Sections 44(2) and 44(3) provide:
“(2) Parliament may intervene, by passing legislation in accordance with section 76 (1), with regard to a matter falling within a functional area listed in Schedule 5, when it is necessary—
(a) to maintain national security;
(b) to maintain economic unity;
(c) to maintain essential national standards;
(d) to establish minimum standards required for the rendering of services; or
(e) to prevent unreasonable action taken by a province which is prejudicial to the interests of another province or to the country as a whole.

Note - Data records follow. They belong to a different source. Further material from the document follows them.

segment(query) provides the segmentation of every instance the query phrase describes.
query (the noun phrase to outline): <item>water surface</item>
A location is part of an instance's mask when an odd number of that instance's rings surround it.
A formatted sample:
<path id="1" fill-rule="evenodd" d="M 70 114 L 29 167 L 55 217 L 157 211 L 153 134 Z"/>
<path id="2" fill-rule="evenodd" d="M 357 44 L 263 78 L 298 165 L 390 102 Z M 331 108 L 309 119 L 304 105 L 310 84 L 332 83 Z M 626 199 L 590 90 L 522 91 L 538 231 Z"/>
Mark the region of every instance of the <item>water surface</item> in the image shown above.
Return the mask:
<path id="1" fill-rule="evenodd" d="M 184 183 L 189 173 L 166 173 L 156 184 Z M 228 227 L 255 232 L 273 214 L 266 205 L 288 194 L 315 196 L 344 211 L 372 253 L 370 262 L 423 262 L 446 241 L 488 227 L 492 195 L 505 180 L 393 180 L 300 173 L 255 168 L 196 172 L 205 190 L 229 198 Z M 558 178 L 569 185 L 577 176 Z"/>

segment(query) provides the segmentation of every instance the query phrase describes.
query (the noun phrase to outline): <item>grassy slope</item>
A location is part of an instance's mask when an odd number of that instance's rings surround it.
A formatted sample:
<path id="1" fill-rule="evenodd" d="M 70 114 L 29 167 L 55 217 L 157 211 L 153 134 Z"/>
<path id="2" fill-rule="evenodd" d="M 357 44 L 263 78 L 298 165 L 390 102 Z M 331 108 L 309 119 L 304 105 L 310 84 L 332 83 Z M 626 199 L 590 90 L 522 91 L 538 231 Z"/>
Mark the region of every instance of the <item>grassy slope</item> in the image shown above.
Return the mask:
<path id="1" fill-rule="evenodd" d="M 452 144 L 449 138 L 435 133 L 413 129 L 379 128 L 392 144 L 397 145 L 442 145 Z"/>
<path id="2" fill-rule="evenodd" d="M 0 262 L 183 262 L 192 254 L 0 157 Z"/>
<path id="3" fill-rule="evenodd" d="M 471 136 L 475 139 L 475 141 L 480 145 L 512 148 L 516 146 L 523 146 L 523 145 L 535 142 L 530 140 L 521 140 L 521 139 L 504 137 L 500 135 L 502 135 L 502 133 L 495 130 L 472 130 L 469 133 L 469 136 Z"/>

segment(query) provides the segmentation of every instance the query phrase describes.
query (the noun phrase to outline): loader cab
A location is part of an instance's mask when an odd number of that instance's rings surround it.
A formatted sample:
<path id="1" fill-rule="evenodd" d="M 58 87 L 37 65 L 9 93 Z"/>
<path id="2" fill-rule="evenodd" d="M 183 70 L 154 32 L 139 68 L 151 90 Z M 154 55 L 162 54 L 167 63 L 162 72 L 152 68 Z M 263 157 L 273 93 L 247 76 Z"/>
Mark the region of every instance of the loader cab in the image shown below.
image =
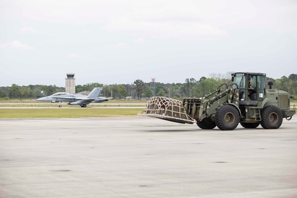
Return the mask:
<path id="1" fill-rule="evenodd" d="M 265 91 L 264 78 L 266 74 L 238 73 L 231 75 L 233 83 L 234 83 L 233 88 L 237 88 L 238 86 L 237 91 L 239 94 L 240 100 L 260 101 L 264 99 Z"/>

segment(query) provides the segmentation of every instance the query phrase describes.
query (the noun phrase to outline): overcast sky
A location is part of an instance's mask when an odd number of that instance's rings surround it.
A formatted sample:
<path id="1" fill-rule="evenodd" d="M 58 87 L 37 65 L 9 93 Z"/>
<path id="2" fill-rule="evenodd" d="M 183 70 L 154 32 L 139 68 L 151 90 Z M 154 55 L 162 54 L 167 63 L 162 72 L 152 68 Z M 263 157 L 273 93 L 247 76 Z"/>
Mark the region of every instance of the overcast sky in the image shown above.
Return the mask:
<path id="1" fill-rule="evenodd" d="M 0 1 L 0 86 L 297 73 L 297 1 Z"/>

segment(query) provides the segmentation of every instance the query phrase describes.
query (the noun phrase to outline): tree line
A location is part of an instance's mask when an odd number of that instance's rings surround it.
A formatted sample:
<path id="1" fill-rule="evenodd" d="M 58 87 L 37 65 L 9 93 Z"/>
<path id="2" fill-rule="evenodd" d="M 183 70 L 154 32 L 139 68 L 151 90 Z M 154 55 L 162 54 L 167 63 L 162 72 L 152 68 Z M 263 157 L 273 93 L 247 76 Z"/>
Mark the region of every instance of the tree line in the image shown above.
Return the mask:
<path id="1" fill-rule="evenodd" d="M 214 90 L 220 85 L 231 84 L 231 76 L 229 72 L 225 74 L 212 73 L 206 78 L 202 77 L 198 80 L 187 78 L 183 83 L 164 84 L 158 82 L 145 83 L 138 79 L 133 83 L 118 85 L 103 85 L 97 83 L 88 83 L 75 86 L 75 92 L 91 91 L 94 87 L 103 88 L 102 94 L 106 97 L 118 99 L 147 99 L 152 96 L 162 96 L 176 99 L 192 96 L 200 97 Z M 283 76 L 274 79 L 265 77 L 266 87 L 269 87 L 269 81 L 273 83 L 273 88 L 282 88 L 287 90 L 291 95 L 297 95 L 297 74 L 292 74 L 287 77 Z M 154 87 L 154 90 L 152 88 Z M 30 85 L 20 86 L 13 84 L 11 87 L 0 87 L 0 98 L 2 99 L 35 99 L 38 98 L 41 91 L 46 96 L 58 92 L 65 92 L 65 88 L 53 85 Z M 295 96 L 295 99 L 297 99 Z"/>

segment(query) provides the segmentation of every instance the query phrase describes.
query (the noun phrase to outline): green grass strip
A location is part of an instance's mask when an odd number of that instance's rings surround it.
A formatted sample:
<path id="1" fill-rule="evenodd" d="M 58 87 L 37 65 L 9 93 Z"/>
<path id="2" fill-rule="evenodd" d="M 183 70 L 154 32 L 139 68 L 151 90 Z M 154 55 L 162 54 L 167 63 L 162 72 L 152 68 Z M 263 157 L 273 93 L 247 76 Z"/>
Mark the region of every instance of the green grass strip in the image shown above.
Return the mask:
<path id="1" fill-rule="evenodd" d="M 138 116 L 143 109 L 2 109 L 0 118 L 60 118 Z"/>

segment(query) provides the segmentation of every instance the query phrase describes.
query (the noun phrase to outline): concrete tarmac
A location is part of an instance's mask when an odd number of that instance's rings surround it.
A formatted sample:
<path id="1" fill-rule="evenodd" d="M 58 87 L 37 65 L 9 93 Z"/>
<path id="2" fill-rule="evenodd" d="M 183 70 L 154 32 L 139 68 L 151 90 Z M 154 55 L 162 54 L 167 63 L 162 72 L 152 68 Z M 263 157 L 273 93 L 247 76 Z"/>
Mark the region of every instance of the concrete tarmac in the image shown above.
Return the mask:
<path id="1" fill-rule="evenodd" d="M 296 197 L 296 127 L 1 119 L 0 197 Z"/>

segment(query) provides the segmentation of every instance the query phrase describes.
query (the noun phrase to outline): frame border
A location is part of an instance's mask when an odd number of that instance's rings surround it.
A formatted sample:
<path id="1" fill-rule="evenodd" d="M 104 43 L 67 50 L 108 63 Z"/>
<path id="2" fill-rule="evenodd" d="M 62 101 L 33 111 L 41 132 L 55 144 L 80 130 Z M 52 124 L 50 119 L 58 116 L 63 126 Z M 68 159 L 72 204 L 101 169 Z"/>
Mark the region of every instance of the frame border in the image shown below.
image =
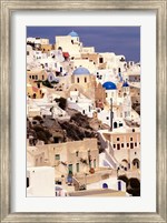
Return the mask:
<path id="1" fill-rule="evenodd" d="M 37 9 L 38 8 L 38 9 Z M 10 222 L 167 222 L 167 0 L 0 0 L 0 220 Z M 17 10 L 155 10 L 156 11 L 156 213 L 11 213 L 10 212 L 10 27 Z"/>

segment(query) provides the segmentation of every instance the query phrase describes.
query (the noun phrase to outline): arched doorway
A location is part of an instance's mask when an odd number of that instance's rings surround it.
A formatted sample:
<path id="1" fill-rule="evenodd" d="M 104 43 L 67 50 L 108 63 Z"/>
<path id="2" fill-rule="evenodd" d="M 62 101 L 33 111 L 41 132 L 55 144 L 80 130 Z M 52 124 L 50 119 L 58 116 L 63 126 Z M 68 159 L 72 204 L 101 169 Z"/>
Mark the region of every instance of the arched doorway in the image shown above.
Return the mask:
<path id="1" fill-rule="evenodd" d="M 140 161 L 138 159 L 132 160 L 132 166 L 134 169 L 139 169 L 140 168 Z"/>
<path id="2" fill-rule="evenodd" d="M 128 163 L 128 161 L 127 161 L 126 159 L 124 159 L 124 160 L 121 161 L 121 166 L 122 166 L 122 169 L 124 169 L 125 171 L 127 171 L 127 170 L 129 169 L 129 163 Z"/>

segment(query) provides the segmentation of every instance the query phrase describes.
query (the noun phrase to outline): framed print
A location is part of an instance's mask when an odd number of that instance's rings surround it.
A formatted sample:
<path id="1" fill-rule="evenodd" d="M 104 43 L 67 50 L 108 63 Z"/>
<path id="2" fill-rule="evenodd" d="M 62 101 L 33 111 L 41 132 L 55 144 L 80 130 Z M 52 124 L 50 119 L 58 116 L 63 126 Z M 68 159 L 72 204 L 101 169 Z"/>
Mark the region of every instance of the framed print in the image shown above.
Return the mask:
<path id="1" fill-rule="evenodd" d="M 1 222 L 166 222 L 166 20 L 1 0 Z"/>

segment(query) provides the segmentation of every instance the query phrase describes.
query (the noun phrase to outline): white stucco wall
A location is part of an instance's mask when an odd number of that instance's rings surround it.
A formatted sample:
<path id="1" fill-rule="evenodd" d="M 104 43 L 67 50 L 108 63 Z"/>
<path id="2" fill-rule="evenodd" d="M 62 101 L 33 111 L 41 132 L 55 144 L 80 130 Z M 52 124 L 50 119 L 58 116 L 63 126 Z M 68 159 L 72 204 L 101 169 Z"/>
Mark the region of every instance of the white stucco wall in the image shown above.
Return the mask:
<path id="1" fill-rule="evenodd" d="M 28 168 L 30 186 L 27 196 L 55 196 L 55 169 L 51 166 Z"/>

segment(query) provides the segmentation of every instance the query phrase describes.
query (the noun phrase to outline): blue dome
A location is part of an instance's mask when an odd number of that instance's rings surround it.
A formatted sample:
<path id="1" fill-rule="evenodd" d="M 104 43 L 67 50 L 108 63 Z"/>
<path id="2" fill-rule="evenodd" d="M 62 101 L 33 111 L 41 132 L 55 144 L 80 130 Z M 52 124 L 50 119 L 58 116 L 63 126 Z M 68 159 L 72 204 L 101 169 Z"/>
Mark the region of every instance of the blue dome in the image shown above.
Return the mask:
<path id="1" fill-rule="evenodd" d="M 90 74 L 89 70 L 86 69 L 86 68 L 82 68 L 82 67 L 79 67 L 77 68 L 73 73 L 75 75 L 78 75 L 78 74 Z"/>
<path id="2" fill-rule="evenodd" d="M 117 87 L 114 82 L 107 81 L 102 84 L 102 88 L 105 88 L 106 90 L 116 90 Z"/>
<path id="3" fill-rule="evenodd" d="M 129 87 L 129 84 L 127 83 L 127 81 L 124 81 L 122 87 Z"/>
<path id="4" fill-rule="evenodd" d="M 68 36 L 71 36 L 71 37 L 79 37 L 77 32 L 75 31 L 71 31 Z"/>

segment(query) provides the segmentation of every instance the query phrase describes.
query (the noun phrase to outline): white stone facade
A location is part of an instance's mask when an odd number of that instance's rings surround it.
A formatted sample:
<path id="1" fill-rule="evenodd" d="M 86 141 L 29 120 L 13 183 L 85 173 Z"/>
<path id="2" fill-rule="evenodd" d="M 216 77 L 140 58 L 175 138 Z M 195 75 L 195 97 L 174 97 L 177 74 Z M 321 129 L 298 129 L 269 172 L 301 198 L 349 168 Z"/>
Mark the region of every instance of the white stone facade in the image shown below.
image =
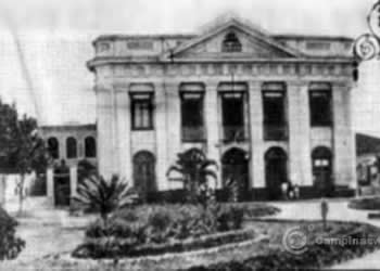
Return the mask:
<path id="1" fill-rule="evenodd" d="M 220 50 L 231 31 L 240 41 L 240 52 Z M 231 18 L 198 35 L 101 36 L 93 46 L 96 56 L 88 67 L 96 76 L 102 175 L 118 173 L 134 181 L 134 157 L 149 152 L 154 156 L 156 190 L 167 191 L 179 188 L 166 177 L 178 152 L 198 147 L 221 165 L 224 154 L 238 149 L 246 154 L 249 189 L 261 193 L 267 188 L 265 155 L 277 146 L 287 156 L 286 178 L 313 191 L 312 153 L 321 146 L 331 152 L 334 186 L 355 186 L 351 39 L 271 36 Z M 263 85 L 268 82 L 286 86 L 286 139 L 264 137 Z M 332 124 L 327 127 L 311 125 L 311 85 L 319 82 L 331 86 Z M 201 142 L 181 138 L 183 83 L 204 88 L 205 136 Z M 245 86 L 245 137 L 241 141 L 223 140 L 223 83 L 232 86 L 232 92 Z M 131 94 L 147 91 L 153 94 L 153 127 L 136 131 L 131 127 Z M 218 175 L 218 188 L 223 188 L 223 170 Z"/>

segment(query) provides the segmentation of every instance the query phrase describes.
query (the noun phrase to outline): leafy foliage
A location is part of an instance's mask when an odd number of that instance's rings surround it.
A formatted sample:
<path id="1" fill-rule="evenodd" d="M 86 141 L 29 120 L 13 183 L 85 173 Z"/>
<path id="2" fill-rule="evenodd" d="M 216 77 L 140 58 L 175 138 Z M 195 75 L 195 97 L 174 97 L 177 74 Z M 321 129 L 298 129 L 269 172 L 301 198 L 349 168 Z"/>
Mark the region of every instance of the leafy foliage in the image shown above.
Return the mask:
<path id="1" fill-rule="evenodd" d="M 195 205 L 138 206 L 114 212 L 107 224 L 101 221 L 90 224 L 85 244 L 74 255 L 128 256 L 142 247 L 150 251 L 156 245 L 167 246 L 173 242 L 240 230 L 242 222 L 243 209 L 232 206 L 215 205 L 206 209 Z M 113 250 L 115 247 L 119 250 Z"/>
<path id="2" fill-rule="evenodd" d="M 86 209 L 99 211 L 106 223 L 111 212 L 134 204 L 137 194 L 118 176 L 106 181 L 103 177 L 91 175 L 78 184 L 77 195 L 73 199 Z"/>
<path id="3" fill-rule="evenodd" d="M 188 194 L 188 202 L 200 203 L 205 207 L 213 197 L 210 177 L 215 181 L 217 180 L 215 170 L 211 168 L 212 166 L 217 167 L 216 162 L 207 159 L 205 154 L 198 149 L 179 153 L 177 156 L 175 165 L 169 167 L 167 175 L 172 171 L 180 173 L 183 178 L 183 188 Z"/>
<path id="4" fill-rule="evenodd" d="M 0 207 L 0 260 L 14 259 L 25 247 L 25 242 L 15 236 L 17 222 Z"/>
<path id="5" fill-rule="evenodd" d="M 43 140 L 38 134 L 35 118 L 26 115 L 20 118 L 14 104 L 9 105 L 1 101 L 0 116 L 0 164 L 2 170 L 21 175 L 17 183 L 21 212 L 25 197 L 25 176 L 34 170 L 37 173 L 45 172 L 49 156 Z"/>

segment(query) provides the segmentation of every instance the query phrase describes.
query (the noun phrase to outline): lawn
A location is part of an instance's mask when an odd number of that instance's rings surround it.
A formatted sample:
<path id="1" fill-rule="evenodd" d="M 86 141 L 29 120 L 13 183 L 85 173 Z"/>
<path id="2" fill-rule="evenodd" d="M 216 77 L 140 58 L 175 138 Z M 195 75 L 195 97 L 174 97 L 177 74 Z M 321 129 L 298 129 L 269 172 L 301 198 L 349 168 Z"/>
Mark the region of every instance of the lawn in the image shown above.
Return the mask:
<path id="1" fill-rule="evenodd" d="M 380 197 L 354 198 L 349 207 L 358 210 L 380 210 Z"/>
<path id="2" fill-rule="evenodd" d="M 249 217 L 241 229 L 228 230 L 221 233 L 206 233 L 201 236 L 186 236 L 179 242 L 181 249 L 167 249 L 176 241 L 169 243 L 157 242 L 150 247 L 163 249 L 159 255 L 152 249 L 141 255 L 130 257 L 116 257 L 114 259 L 79 259 L 69 253 L 52 254 L 43 259 L 36 260 L 27 266 L 3 266 L 4 270 L 20 270 L 28 267 L 28 270 L 256 270 L 279 268 L 327 268 L 340 261 L 360 257 L 378 247 L 366 246 L 327 246 L 311 242 L 307 250 L 301 256 L 288 253 L 282 244 L 283 234 L 294 227 L 307 229 L 311 241 L 321 234 L 328 236 L 365 237 L 368 234 L 379 236 L 380 230 L 368 224 L 354 222 L 329 221 L 327 230 L 322 230 L 320 221 L 278 221 L 255 218 L 253 209 L 259 209 L 261 216 L 267 215 L 263 209 L 271 209 L 266 205 L 248 204 L 251 206 Z M 255 207 L 253 207 L 255 206 Z M 147 215 L 147 206 L 139 209 L 139 214 Z M 174 211 L 175 212 L 175 211 Z M 263 215 L 264 214 L 264 215 Z M 126 214 L 124 214 L 126 215 Z M 143 216 L 143 215 L 141 215 Z M 249 218 L 249 219 L 246 219 Z M 134 217 L 129 217 L 134 220 Z M 93 233 L 93 232 L 92 232 Z M 98 234 L 98 233 L 97 233 Z M 118 234 L 125 234 L 118 233 Z M 246 234 L 246 235 L 244 235 Z M 227 238 L 225 237 L 228 236 Z M 221 236 L 221 237 L 220 237 Z M 243 236 L 243 237 L 241 237 Z M 212 240 L 202 247 L 202 240 Z M 215 242 L 216 240 L 216 242 Z M 224 242 L 219 242 L 224 240 Z M 226 241 L 227 240 L 227 241 Z M 226 242 L 225 242 L 226 241 Z M 168 245 L 169 244 L 169 245 Z M 188 245 L 183 245 L 188 244 Z M 190 245 L 189 245 L 190 244 Z M 195 245 L 194 245 L 195 244 Z M 201 246 L 199 246 L 201 244 Z M 147 245 L 147 244 L 145 244 Z M 175 245 L 172 247 L 176 247 Z M 188 249 L 191 248 L 191 249 Z M 153 253 L 152 253 L 153 251 Z M 30 269 L 30 267 L 33 267 Z"/>

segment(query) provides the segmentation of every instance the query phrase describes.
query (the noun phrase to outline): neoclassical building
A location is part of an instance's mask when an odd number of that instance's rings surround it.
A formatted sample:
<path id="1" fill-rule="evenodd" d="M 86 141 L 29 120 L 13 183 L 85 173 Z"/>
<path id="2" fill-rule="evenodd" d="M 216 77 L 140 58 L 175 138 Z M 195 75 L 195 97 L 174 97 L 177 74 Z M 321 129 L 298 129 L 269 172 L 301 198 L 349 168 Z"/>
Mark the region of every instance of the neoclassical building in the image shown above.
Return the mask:
<path id="1" fill-rule="evenodd" d="M 169 165 L 199 149 L 219 164 L 218 189 L 233 179 L 245 199 L 278 198 L 287 180 L 303 196 L 352 191 L 352 43 L 237 18 L 195 35 L 98 37 L 100 172 L 174 190 Z"/>

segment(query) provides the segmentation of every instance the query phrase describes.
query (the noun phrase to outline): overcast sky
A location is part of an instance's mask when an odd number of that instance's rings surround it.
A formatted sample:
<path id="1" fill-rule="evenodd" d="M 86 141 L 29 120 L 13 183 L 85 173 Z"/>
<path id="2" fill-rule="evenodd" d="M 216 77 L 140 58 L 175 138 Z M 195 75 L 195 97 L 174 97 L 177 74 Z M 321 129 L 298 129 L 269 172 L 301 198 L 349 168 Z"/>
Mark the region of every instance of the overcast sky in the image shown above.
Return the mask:
<path id="1" fill-rule="evenodd" d="M 0 0 L 0 93 L 42 125 L 94 121 L 93 77 L 85 66 L 100 34 L 199 33 L 232 12 L 274 34 L 368 31 L 375 0 Z M 30 75 L 27 82 L 10 25 Z M 362 68 L 355 129 L 380 136 L 379 63 Z M 33 88 L 34 91 L 30 91 Z M 36 109 L 37 108 L 37 109 Z"/>

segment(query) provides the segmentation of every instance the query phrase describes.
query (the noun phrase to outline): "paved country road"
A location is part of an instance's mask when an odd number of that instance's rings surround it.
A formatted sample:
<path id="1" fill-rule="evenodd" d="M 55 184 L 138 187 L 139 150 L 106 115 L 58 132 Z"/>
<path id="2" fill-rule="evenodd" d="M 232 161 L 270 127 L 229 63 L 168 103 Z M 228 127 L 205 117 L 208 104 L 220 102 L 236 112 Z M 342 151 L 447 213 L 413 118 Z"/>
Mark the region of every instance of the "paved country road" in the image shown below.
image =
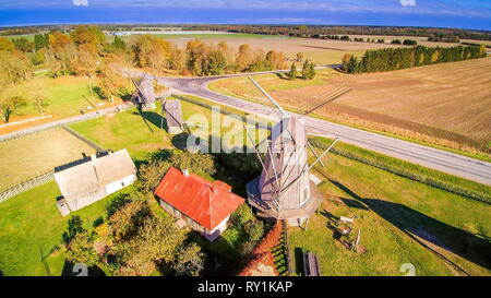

(3) Legislation with regard to a matter that is reasonably necessary for, or incidental to, the effective exercise of a power concerning any matter listed in Schedule 4 is, for all purposes, legislation with regard to a matter listed in Schedule 4.”
[42] The provision vesting the provincial legislatures with legislative competence is also of significance. In terms of section 104(1), the legislative authority of a province is vested in its provincial legislature, “and confers on the provincial legislature the power” amongst others80 to pass legislation for its province with regard to —
“(i) any matter within a functional area listed in Schedule 4;
(ii) any matter within a functional area listed in Schedule 5.”
[43] Section 104(4) provides in parallel terms to section 44(3) that provincial legislation with regard to a matter that is reasonably necessary for, or incidental to, the effective exercise of a power concerning a Schedule 4 matter is for all purposes Schedule 4 legislation. Determining the place of section 44(3) in the constitutional scheme, and in particular its relationship to the exclusive provincial legislative competences in Schedule 5, is not free from difficulty. No argument concerning it was directed to us. On one approach, section 44(3) authorises an enlarged scope of encroachment on the exclusive competences by permitting national intrusion into Schedule 5 where this is reasonably necessary for, or incidental to the effective exercise of a Schedule 4 power. On another approach, section 44(3) is not directed to the Schedule 5 competences at all, but is designed to specify the ambit of national legislation covered by section 146, which regulates conflicts between national and provincial legislation falling within a functional area listed in Schedule 4. The express allusion in section 44(3) to Schedule 4 legislation may provide support for this approach. But since (as will appear) our decision in this case does not require a determination of this issue, no more need be said about it.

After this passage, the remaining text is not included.